Crap. What to do?  We were on an island, and we only had about a day before the storm would hit.  The airports were all at least a half-day’s drive away, and they were closing anyway.

While we studied the spaghetti models and pondered what to do, it exploded into a category 5 super typhoon. Making the best of a bad situation, we hunkered down. (Sorry, Mom!)

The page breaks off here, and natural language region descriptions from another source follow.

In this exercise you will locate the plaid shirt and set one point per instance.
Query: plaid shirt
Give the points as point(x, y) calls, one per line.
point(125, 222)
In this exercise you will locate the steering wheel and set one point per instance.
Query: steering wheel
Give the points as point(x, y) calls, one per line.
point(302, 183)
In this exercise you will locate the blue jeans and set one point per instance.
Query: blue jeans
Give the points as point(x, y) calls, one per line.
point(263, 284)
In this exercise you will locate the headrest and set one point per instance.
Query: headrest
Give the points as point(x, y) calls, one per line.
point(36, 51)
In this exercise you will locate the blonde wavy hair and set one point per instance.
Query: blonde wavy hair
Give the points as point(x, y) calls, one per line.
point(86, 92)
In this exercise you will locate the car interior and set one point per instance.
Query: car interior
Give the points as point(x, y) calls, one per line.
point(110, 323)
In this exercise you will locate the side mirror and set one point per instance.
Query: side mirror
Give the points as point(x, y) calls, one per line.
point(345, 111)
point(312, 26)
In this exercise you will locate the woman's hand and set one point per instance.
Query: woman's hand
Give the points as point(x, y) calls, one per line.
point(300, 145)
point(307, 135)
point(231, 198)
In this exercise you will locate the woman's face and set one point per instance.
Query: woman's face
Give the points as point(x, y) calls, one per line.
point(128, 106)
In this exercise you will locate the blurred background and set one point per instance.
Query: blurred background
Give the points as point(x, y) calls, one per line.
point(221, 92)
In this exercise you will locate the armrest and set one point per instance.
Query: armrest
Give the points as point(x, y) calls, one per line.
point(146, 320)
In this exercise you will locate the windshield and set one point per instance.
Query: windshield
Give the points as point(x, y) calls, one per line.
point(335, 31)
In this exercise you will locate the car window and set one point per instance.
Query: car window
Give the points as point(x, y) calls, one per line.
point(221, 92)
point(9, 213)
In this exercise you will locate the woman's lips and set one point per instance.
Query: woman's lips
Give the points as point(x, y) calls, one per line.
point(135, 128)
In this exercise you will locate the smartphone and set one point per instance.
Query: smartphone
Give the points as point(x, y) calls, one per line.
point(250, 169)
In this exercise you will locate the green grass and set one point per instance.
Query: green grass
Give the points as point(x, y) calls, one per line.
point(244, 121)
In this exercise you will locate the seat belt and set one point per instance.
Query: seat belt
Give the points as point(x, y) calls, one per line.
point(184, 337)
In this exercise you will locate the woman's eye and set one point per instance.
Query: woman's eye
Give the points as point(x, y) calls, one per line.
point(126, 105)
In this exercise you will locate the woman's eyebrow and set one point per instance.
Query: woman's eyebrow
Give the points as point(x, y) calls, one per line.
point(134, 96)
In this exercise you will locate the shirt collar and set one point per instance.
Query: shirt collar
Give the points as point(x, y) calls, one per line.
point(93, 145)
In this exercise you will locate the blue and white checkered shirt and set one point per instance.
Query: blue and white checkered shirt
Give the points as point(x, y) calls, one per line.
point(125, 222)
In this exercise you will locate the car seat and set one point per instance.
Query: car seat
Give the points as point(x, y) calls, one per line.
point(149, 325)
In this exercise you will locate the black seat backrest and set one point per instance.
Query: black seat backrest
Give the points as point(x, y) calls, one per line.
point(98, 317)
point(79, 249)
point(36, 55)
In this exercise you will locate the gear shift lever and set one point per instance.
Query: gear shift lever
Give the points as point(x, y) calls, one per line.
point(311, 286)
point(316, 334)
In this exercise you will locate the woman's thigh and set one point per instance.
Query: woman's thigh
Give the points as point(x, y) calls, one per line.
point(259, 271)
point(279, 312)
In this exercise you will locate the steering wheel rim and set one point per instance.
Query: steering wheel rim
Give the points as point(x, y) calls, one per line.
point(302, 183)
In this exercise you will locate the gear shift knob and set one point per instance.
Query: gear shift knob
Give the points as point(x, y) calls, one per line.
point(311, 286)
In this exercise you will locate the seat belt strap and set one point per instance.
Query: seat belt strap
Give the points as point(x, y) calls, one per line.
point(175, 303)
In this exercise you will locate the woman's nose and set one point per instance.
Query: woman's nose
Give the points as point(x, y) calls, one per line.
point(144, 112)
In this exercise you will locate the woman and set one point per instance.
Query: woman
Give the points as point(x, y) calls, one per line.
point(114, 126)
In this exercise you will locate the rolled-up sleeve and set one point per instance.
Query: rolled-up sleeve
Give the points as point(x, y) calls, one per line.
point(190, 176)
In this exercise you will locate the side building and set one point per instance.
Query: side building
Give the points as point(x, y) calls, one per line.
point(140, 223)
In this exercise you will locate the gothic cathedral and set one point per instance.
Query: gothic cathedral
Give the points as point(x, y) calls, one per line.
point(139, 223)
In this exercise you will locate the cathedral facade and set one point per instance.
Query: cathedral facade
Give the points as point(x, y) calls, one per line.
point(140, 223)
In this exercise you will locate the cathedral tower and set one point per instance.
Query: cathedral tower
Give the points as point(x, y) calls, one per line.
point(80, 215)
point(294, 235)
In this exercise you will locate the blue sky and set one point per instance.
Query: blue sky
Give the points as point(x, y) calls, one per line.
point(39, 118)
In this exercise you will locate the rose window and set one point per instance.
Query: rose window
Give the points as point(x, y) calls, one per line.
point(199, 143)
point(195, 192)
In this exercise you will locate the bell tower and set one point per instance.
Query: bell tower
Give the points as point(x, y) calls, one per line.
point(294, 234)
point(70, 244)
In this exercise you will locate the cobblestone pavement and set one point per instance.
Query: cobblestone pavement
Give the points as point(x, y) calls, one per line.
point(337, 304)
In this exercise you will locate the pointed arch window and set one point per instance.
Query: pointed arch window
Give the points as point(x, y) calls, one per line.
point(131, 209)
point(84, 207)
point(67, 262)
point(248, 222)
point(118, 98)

It started in the dark of night.  Since our hotel room was a kilometer from the ocean and on the 14th floor, we opted to spend the night awake in the lobby.  For about six hours the storm screamed like a freight train. It shook the windows and popped our eardrums.  In the distance we could see transformers sparking and bursting into flames.  Occasionally the hotel was hit by metal signs that had broken off of buildings. Periodically we lost power.  Water poured down the elevator shaft and staircases, flooding the lobby with several inches of water.  At one point the hotel doors flew open, and the freight train flew full force into the dining room.  I was more than wary when Hubby helped the hotel staff tie the door shut.

Hubby and I, both fascinated and terrified by the storm, shot videos all night, even posting them to Twitter when the Wi-Fi was working.  (Yes, it was stupid.) Since we were one of only two Westerners in the area, our videos were picked up by The Weather Channel and the BBC.  (We even had an interview scheduled in the morning with ABC World News, which was cancelled when five police officers were shot in Dallas.)

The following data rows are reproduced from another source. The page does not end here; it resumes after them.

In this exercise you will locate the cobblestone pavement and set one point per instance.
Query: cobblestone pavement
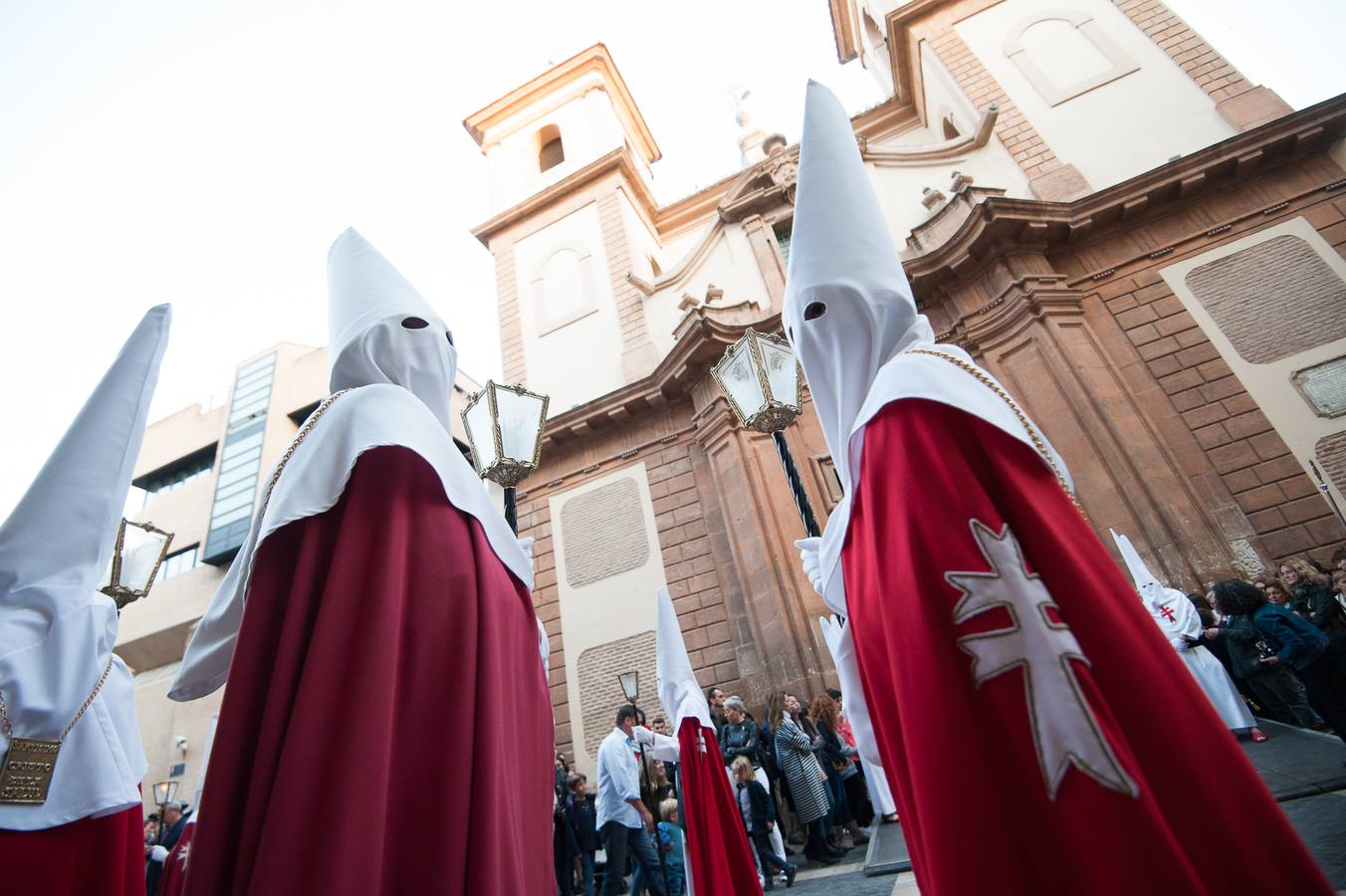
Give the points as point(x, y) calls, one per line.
point(1304, 770)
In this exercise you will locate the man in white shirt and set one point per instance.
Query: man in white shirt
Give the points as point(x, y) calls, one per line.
point(622, 818)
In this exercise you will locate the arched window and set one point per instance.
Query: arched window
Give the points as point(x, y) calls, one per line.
point(550, 149)
point(1065, 53)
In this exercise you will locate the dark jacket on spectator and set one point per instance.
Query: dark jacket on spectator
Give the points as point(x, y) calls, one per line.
point(739, 740)
point(583, 816)
point(1320, 603)
point(1295, 640)
point(1239, 638)
point(829, 750)
point(764, 810)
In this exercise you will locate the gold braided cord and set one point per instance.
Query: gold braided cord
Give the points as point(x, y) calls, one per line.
point(290, 452)
point(4, 716)
point(1023, 418)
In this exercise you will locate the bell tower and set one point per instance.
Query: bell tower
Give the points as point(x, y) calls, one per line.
point(568, 161)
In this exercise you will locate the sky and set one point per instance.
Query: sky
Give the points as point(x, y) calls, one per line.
point(207, 153)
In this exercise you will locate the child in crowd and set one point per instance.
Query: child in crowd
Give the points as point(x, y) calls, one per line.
point(670, 843)
point(583, 816)
point(758, 818)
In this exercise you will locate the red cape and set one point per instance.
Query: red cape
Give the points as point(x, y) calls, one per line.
point(719, 861)
point(386, 727)
point(104, 856)
point(175, 865)
point(967, 776)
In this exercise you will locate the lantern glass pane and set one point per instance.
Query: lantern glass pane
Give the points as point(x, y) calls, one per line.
point(521, 420)
point(138, 554)
point(478, 420)
point(739, 378)
point(783, 373)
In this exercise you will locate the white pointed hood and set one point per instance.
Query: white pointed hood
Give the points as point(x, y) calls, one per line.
point(58, 540)
point(382, 332)
point(396, 356)
point(679, 692)
point(56, 630)
point(852, 321)
point(1147, 585)
point(843, 259)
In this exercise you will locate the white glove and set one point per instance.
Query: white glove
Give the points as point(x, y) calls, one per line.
point(811, 562)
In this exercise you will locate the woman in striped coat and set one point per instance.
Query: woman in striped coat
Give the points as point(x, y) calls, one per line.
point(805, 778)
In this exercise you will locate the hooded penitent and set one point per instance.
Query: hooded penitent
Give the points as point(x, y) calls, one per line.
point(382, 332)
point(396, 359)
point(719, 860)
point(381, 585)
point(1019, 697)
point(851, 317)
point(56, 630)
point(1181, 624)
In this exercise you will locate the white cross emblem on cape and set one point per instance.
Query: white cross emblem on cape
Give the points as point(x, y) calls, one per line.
point(1065, 731)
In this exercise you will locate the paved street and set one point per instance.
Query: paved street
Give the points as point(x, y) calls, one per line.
point(1304, 770)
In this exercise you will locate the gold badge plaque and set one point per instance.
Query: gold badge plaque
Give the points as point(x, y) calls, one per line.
point(26, 774)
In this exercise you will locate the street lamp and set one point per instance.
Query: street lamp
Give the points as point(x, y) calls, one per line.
point(761, 378)
point(134, 561)
point(505, 427)
point(164, 792)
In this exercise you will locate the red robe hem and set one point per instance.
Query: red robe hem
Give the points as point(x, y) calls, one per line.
point(971, 791)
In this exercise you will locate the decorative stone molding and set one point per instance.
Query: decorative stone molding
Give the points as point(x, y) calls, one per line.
point(1089, 30)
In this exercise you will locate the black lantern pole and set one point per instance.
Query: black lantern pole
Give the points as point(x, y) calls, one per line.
point(791, 473)
point(761, 378)
point(505, 427)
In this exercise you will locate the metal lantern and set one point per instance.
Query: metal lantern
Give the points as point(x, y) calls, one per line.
point(164, 792)
point(505, 427)
point(761, 378)
point(762, 381)
point(630, 685)
point(134, 561)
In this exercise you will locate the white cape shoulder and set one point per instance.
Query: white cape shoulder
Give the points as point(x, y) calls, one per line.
point(313, 482)
point(917, 375)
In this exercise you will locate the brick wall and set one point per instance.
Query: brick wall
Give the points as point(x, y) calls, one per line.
point(1211, 70)
point(600, 689)
point(1331, 459)
point(684, 544)
point(630, 309)
point(1272, 301)
point(1272, 489)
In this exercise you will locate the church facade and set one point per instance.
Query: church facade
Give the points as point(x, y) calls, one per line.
point(1142, 245)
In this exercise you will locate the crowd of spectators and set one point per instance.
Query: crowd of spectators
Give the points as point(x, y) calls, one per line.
point(794, 774)
point(1283, 640)
point(798, 782)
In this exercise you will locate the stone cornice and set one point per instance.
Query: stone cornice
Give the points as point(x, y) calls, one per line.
point(616, 160)
point(1001, 222)
point(595, 58)
point(702, 340)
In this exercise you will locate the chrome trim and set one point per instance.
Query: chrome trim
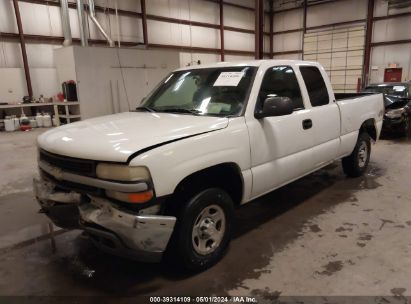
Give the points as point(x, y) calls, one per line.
point(59, 174)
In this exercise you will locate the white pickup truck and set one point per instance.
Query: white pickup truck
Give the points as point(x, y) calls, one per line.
point(168, 176)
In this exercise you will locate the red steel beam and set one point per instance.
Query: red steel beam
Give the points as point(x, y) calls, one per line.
point(23, 49)
point(393, 42)
point(288, 52)
point(305, 16)
point(222, 55)
point(368, 38)
point(144, 21)
point(393, 16)
point(259, 29)
point(271, 30)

As the sun lit the morning sky we could start to see the damage. The street was littered with overturned cars, trees, huge metal signs, and trash.  From our room we could see buildings without roofs, and defoliated palm trees.  The sidewalk was covered in broken glass.  Roads were flooded, including the car garage under the hotel, which was where our rental car was. (When we rented the car we didn’t think twice when we were told that the insurance didn’t cover flood damage.)

Eventually the rain let up.  The winds slowed, then stopped.  There was an eerily calm period of about twenty minutes when the sky was perfectly still and the sun even came out.  When the winds started again from the complete opposite direction we realized…. The eye of the storm had literally gone over our heads!

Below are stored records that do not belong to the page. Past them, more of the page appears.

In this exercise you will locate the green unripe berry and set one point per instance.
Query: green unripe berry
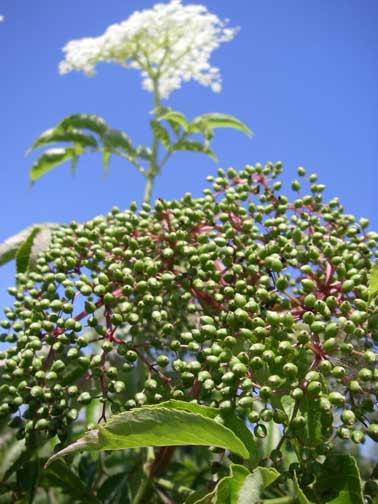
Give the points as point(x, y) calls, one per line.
point(336, 398)
point(372, 431)
point(348, 417)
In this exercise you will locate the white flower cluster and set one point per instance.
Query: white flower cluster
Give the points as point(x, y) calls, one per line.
point(169, 43)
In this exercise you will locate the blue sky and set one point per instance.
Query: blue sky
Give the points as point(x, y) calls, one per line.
point(302, 75)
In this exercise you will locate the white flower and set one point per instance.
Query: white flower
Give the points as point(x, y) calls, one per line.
point(169, 43)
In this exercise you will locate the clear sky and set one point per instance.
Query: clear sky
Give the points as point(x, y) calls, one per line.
point(301, 74)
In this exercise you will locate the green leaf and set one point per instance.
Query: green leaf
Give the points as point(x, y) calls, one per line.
point(105, 160)
point(302, 499)
point(86, 121)
point(55, 135)
point(143, 152)
point(10, 247)
point(116, 139)
point(373, 281)
point(175, 118)
point(241, 487)
point(156, 426)
point(244, 434)
point(229, 420)
point(339, 481)
point(161, 133)
point(194, 146)
point(217, 120)
point(23, 253)
point(49, 160)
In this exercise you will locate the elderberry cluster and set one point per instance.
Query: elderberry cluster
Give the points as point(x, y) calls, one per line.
point(242, 299)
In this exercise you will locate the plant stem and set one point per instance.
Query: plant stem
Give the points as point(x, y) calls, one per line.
point(280, 500)
point(154, 167)
point(148, 188)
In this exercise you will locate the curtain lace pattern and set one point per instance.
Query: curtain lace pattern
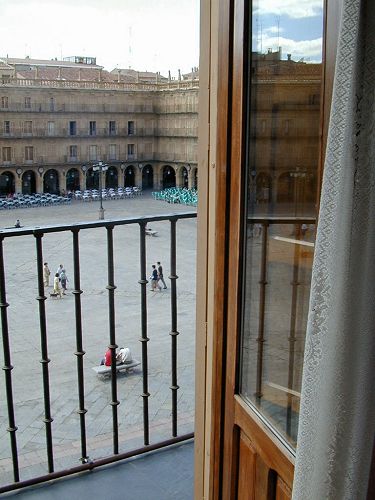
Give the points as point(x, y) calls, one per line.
point(337, 414)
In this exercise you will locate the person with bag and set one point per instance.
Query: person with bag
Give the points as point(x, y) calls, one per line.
point(154, 279)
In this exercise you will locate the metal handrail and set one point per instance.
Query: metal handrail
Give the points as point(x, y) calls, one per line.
point(38, 233)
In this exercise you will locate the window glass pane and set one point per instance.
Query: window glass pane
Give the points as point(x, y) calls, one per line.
point(285, 75)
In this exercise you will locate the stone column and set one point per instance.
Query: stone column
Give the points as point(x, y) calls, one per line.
point(190, 178)
point(82, 180)
point(39, 182)
point(18, 183)
point(62, 179)
point(138, 176)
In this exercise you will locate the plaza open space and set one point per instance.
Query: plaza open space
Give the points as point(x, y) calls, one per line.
point(25, 339)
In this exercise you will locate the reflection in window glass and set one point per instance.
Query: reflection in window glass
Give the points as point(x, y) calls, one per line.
point(282, 166)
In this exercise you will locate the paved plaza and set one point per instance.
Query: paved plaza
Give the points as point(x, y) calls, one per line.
point(24, 329)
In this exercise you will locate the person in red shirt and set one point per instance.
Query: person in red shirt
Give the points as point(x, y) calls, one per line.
point(107, 358)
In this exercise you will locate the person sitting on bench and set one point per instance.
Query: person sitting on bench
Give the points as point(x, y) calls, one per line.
point(107, 358)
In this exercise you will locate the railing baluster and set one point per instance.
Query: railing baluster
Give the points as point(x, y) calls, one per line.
point(262, 308)
point(144, 339)
point(12, 428)
point(44, 348)
point(79, 344)
point(112, 335)
point(173, 277)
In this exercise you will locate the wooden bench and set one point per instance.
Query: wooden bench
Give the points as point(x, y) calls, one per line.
point(107, 370)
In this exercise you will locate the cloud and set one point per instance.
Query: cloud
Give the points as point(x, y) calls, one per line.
point(291, 8)
point(119, 33)
point(274, 29)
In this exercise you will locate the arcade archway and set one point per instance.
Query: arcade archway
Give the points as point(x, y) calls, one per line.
point(169, 177)
point(29, 182)
point(147, 177)
point(111, 178)
point(72, 180)
point(92, 179)
point(184, 179)
point(129, 180)
point(7, 183)
point(51, 182)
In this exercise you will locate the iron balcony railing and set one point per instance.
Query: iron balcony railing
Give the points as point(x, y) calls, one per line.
point(76, 230)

The other tourists in the hotel clearly weren’t as shaken by the storm.  It was breakfast time!  Busloads of people flooded into the dining room, expecting to be waited on, from a staff that had spent the night mopping floors, cleaning broken glass, and making sure the building was safe, all from a kitchen that didn’t have power.  And did I mention how hot it was?  Sauna hot.  While the tourists became belligerent with the staff, we took a different approach, and pitched in and helped. The result?  We made friends (although I’m still not sure what anyone said!).  We even ate meals with them, and all laughed together as they tried to show us the proper way to use chopsticks.

We stayed another two nights while the rest of the storm passed and the roads were cleared.  Needless to say, our road trip wasn’t going to work out as planned, as it wasn’t safe to swim at any of the beaches, and most of the resorts were hit pretty hard by the storm.  But it was an experience we will never forget.  And anyway…. What’s the worst that could happen?